Agriculture dans le sud de l’Algérie : entre succès et déconvenues

Djamel Belaid, TSA, 25 Mars 2023

L’Algérie compte énormément sur l’agriculture saharienne pour réduire les importations de biens alimentaires, notamment des céréales.

Que ce soit à Ménéa ou Adrar, la production de blé et de fourrage de maïs est palpable. Mais en milieu aride cette production s’avère jonchée d’écueils.

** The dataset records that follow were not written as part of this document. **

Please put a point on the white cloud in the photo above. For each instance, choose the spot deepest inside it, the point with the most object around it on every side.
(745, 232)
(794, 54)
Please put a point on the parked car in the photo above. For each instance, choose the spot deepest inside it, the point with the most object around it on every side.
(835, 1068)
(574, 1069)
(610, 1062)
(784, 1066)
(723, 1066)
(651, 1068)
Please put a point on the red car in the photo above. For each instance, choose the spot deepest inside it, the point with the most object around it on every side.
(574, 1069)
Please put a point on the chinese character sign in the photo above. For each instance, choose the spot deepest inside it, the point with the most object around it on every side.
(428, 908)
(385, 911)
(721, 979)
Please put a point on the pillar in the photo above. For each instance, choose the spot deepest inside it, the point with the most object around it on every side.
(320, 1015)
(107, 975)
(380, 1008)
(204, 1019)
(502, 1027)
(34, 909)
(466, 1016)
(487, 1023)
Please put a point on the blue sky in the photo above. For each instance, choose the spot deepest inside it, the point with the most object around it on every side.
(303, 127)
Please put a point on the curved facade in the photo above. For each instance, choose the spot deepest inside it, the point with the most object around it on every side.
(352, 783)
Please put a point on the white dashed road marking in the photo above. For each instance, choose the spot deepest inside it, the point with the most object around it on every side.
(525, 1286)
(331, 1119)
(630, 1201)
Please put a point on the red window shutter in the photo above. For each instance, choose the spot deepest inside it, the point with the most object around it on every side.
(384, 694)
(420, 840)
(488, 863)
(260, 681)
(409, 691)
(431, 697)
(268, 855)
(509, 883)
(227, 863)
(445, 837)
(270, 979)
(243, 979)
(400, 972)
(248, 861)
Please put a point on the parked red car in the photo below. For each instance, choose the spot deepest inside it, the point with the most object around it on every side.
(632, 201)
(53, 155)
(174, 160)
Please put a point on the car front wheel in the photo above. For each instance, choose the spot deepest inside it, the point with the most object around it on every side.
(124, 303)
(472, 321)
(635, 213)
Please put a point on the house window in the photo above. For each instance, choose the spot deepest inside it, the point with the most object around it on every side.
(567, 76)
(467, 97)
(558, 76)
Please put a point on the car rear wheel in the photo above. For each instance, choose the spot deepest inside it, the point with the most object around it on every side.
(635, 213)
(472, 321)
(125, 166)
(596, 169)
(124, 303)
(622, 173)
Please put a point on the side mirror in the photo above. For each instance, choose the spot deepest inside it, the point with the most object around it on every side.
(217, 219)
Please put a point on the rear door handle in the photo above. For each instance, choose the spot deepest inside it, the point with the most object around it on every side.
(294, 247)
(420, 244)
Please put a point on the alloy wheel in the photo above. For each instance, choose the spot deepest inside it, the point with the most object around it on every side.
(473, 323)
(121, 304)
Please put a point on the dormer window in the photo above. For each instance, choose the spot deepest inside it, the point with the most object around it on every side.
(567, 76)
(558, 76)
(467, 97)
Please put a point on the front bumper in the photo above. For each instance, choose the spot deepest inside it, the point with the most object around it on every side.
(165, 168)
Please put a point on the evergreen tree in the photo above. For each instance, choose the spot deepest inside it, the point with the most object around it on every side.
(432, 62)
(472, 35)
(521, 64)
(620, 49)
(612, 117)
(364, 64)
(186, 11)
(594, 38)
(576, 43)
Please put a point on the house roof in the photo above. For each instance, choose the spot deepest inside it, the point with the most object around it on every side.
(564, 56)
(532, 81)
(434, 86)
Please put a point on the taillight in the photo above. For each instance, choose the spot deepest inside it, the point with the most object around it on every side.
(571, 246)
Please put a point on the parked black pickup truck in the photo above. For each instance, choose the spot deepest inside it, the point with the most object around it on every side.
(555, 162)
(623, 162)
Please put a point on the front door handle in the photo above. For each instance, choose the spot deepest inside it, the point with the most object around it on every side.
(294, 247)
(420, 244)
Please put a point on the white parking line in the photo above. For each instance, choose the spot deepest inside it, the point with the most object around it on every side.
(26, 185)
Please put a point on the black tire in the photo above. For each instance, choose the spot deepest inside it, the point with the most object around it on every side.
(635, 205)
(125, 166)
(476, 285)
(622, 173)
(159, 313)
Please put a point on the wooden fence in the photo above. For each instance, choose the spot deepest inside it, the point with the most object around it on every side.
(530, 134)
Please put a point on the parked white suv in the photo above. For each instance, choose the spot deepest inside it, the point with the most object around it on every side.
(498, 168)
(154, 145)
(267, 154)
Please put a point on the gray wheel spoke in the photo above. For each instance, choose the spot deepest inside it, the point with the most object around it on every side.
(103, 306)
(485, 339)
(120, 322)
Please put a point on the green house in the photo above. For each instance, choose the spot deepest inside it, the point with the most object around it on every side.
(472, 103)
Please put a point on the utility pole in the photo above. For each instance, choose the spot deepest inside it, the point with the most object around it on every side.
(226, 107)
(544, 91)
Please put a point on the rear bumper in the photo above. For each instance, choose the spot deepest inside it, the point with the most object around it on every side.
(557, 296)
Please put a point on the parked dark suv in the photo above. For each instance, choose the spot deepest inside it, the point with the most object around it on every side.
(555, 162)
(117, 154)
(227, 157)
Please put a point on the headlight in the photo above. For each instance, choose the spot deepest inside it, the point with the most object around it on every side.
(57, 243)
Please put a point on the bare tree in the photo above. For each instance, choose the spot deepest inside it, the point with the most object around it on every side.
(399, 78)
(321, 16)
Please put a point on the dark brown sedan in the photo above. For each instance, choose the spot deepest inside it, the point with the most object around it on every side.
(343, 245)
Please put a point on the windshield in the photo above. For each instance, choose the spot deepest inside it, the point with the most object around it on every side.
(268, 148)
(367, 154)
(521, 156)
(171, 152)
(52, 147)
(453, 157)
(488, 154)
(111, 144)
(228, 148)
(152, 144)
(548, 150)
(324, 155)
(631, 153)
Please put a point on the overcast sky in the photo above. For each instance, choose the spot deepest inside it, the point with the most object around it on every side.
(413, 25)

À Ghardaïa, des balles de maïs fourrager dans leur plastique blanc sont disposées en bordure de route. Depuis plusieurs semaines, des investisseurs les ont placées à la vue d’éventuels acheteurs. La saison des semis de maïs approche mais la récolte de l’année dernière n’a pas encore trouvé preneur.

Pour les agriculteurs attirés par le sud algérien, la mise en valeur des terres s’avère être une course d’obstacles. Les succès sont largement médiatisés mais bien moins que les échecs et rares sont les témoignages.

Un cas emblématique est celui du Complexe agroalimentaire du Sud (CAAS). Ce complexe initié par des promoteurs privés venus du nord du pays, prévoyait la mise en valeur de 30 000 hectares de terres pour cultiver des céréales et des tomates de conserve. Mais à la suite d’erreurs de gestion et de l’accumulation de dettes, le CAAS a fait faillite en 2007.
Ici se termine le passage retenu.